See Feature Catalog.
2. Compute — rolling aggregation
aggregate_pit_table is a plain module-level function with two interchangeable, bit-for-bit equivalent implementations: a DuckDB windowed list-aggregation path and a Polars rolling().agg() path. You choose one explicitly via the Engine enum and the get_aggregate_pit_table() factory — never a magical default import.
See Compute Engine.
3. Training — the operator pipeline
A feature service is compiled into an engine-tagged operator DAG and run as one compile → skeleton → enrich pipeline through the executor (daeda pipeline train <service>, the sole training entry point in Core v1). The skeleton stage runs the SQL source layer (feature joins + rolling aggregations) and writes per-day parquets; the enrich stage appends avg-pooled artwork embeddings via Ray Data streaming actors backed by a Lance store.
See Operator Pipeline and the Training Pipeline overview.
4. Platform surfaces
The same in-process training API is exposed through four surfaces, with no feature logic re-derived: Dagster orchestration (daedalus.definitions), a FastAPI JSON-RPC control plane (daeda serve-api), an MCP server (daeda mcp), and the daeda agent CLI.
See Platform Surfaces.
Canonical entity join keys
Entities are shared across every feature view and defined once in src/daedalus/catalog/model.py (registered in registry.py). The two canonical entities and their join keys are:
| Entity | Join key | Value type |
|---|---|---|
user | user_id | int64 |
artwork | artwork_id | int64 |
Reusing these canonical keys is a hard convention: a feature view declares which entities it is keyed on (entity: user, entity: [user, artwork]), and the catalog resolves the join keys from the shared ENTITIES map rather than letting each view invent its own.
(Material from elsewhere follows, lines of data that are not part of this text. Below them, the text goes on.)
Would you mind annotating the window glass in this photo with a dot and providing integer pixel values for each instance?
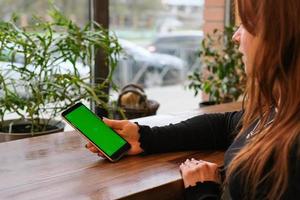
(170, 31)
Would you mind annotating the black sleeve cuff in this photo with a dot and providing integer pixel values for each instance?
(207, 190)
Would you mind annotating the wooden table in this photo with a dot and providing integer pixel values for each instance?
(58, 166)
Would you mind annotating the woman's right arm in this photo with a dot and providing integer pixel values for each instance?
(203, 132)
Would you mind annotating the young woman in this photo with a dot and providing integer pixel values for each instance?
(262, 141)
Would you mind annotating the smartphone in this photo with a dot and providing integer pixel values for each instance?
(105, 139)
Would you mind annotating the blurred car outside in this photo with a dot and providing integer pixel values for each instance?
(183, 44)
(138, 65)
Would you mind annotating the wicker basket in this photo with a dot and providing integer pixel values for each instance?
(139, 106)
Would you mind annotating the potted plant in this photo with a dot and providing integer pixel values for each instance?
(222, 75)
(45, 68)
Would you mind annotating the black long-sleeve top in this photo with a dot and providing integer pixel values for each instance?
(212, 132)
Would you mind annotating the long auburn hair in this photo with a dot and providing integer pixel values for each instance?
(274, 81)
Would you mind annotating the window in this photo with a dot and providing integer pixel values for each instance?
(161, 39)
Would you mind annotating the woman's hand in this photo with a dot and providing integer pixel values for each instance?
(126, 129)
(194, 171)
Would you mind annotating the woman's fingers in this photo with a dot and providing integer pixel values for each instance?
(92, 148)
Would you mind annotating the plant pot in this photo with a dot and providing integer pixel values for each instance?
(207, 103)
(19, 129)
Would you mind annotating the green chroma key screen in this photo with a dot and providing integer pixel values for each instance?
(96, 130)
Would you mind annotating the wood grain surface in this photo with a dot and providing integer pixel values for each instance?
(58, 166)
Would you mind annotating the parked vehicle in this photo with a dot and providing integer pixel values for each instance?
(183, 44)
(138, 65)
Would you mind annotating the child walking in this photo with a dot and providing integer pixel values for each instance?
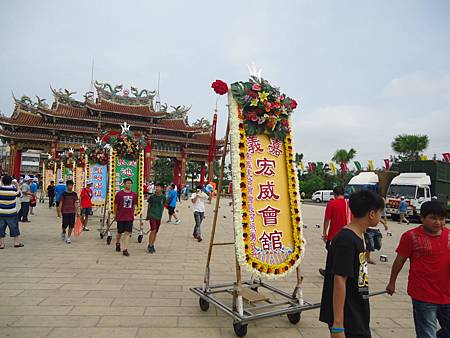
(345, 303)
(155, 210)
(428, 249)
(124, 204)
(198, 199)
(68, 208)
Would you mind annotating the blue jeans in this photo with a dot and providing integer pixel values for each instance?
(425, 315)
(12, 223)
(23, 212)
(198, 216)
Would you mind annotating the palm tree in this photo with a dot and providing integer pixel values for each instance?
(342, 155)
(409, 147)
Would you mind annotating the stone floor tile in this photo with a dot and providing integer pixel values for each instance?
(178, 332)
(93, 332)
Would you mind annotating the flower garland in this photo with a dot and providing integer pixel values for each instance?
(98, 154)
(264, 109)
(241, 207)
(125, 144)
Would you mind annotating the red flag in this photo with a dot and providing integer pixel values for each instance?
(386, 164)
(212, 147)
(344, 167)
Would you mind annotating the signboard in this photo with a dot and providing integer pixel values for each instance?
(79, 178)
(122, 168)
(98, 174)
(268, 233)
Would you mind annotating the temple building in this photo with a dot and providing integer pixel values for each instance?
(69, 123)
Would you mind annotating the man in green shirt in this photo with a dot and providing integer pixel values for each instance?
(155, 210)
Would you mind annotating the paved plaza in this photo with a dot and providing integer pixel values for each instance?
(86, 289)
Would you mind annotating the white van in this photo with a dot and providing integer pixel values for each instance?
(322, 196)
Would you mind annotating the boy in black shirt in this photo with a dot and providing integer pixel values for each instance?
(345, 301)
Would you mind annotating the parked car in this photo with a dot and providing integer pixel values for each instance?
(322, 196)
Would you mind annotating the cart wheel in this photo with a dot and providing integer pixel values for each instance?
(294, 318)
(204, 305)
(240, 329)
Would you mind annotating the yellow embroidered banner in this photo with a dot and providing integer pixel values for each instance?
(268, 232)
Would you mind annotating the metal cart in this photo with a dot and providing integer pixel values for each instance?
(247, 302)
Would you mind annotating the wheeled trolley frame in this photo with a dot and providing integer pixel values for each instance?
(247, 303)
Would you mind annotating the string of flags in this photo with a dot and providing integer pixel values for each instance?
(358, 166)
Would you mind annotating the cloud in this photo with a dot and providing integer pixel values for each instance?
(416, 103)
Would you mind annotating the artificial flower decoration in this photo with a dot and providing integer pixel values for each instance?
(264, 109)
(220, 87)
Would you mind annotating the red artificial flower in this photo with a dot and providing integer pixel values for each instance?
(252, 115)
(220, 87)
(251, 93)
(256, 87)
(293, 104)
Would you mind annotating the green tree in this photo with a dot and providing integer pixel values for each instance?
(311, 183)
(410, 147)
(342, 155)
(163, 170)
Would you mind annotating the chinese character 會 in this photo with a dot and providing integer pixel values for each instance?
(266, 191)
(269, 215)
(271, 241)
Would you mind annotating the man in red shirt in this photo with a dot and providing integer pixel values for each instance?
(337, 216)
(124, 204)
(428, 249)
(86, 204)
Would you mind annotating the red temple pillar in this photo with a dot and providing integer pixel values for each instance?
(147, 160)
(17, 163)
(183, 169)
(176, 171)
(210, 171)
(202, 174)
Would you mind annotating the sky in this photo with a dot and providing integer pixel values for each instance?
(362, 71)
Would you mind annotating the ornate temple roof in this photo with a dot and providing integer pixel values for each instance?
(37, 120)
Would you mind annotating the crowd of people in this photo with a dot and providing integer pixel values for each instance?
(72, 208)
(350, 234)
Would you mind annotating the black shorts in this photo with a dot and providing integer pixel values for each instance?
(68, 221)
(124, 226)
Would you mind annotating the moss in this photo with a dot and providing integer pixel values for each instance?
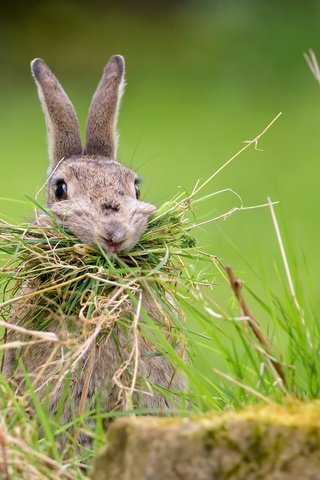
(262, 442)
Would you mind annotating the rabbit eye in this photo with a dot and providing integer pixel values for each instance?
(61, 190)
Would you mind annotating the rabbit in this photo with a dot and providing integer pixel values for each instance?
(96, 199)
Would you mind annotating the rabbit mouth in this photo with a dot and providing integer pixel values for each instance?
(113, 247)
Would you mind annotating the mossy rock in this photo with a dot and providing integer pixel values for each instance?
(270, 442)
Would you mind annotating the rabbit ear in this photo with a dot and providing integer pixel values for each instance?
(103, 112)
(61, 118)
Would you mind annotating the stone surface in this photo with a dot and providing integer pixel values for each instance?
(272, 442)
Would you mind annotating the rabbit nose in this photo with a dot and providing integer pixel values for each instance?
(115, 232)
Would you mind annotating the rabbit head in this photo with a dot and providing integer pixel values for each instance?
(92, 195)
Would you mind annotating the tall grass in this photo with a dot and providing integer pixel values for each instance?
(244, 361)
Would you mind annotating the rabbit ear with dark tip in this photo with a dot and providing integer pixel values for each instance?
(101, 125)
(61, 118)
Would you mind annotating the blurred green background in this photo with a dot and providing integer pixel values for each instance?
(203, 76)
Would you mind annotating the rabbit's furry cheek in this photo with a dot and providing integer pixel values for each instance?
(118, 232)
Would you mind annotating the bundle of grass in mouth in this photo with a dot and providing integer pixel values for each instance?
(91, 312)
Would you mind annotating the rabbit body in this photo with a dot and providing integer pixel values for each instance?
(96, 199)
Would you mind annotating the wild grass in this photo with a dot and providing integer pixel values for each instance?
(262, 347)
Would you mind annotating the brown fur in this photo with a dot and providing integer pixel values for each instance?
(101, 207)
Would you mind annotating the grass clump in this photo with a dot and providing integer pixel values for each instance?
(237, 354)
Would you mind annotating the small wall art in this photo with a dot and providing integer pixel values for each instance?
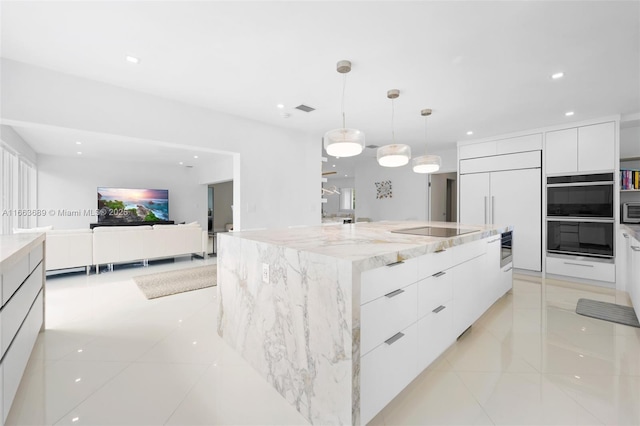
(383, 189)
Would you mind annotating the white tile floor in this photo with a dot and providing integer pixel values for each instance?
(111, 357)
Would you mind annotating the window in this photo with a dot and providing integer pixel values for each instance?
(347, 199)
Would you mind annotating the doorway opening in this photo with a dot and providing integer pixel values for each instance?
(443, 197)
(219, 212)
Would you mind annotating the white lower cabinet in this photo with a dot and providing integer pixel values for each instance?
(405, 325)
(386, 370)
(435, 334)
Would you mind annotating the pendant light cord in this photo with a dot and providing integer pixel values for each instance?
(344, 88)
(393, 128)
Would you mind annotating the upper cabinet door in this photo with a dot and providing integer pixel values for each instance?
(474, 199)
(596, 147)
(561, 151)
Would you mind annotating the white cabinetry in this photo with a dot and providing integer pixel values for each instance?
(507, 197)
(561, 151)
(580, 149)
(412, 311)
(22, 313)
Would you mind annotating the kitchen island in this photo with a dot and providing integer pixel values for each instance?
(339, 319)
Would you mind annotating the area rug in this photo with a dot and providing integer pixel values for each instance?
(608, 312)
(173, 282)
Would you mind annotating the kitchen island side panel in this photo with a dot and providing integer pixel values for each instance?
(296, 329)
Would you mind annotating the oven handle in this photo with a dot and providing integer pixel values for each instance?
(579, 219)
(599, 183)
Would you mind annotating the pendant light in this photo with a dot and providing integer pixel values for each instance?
(426, 163)
(344, 142)
(393, 155)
from daedalus.catalog.registry import ENTITIES
ENTITIES["user"].join_keys # ["user_id"]
ENTITIES["artwork"].join_keys # ["artwork_id"]Design north star
A small set of well-fitted parts — a catalog, an engine, a pipeline, and a thin platform skin — that compose cleanly. The layers above only ever depend downward: definitions never know about training, compute never knows about the platform surfaces.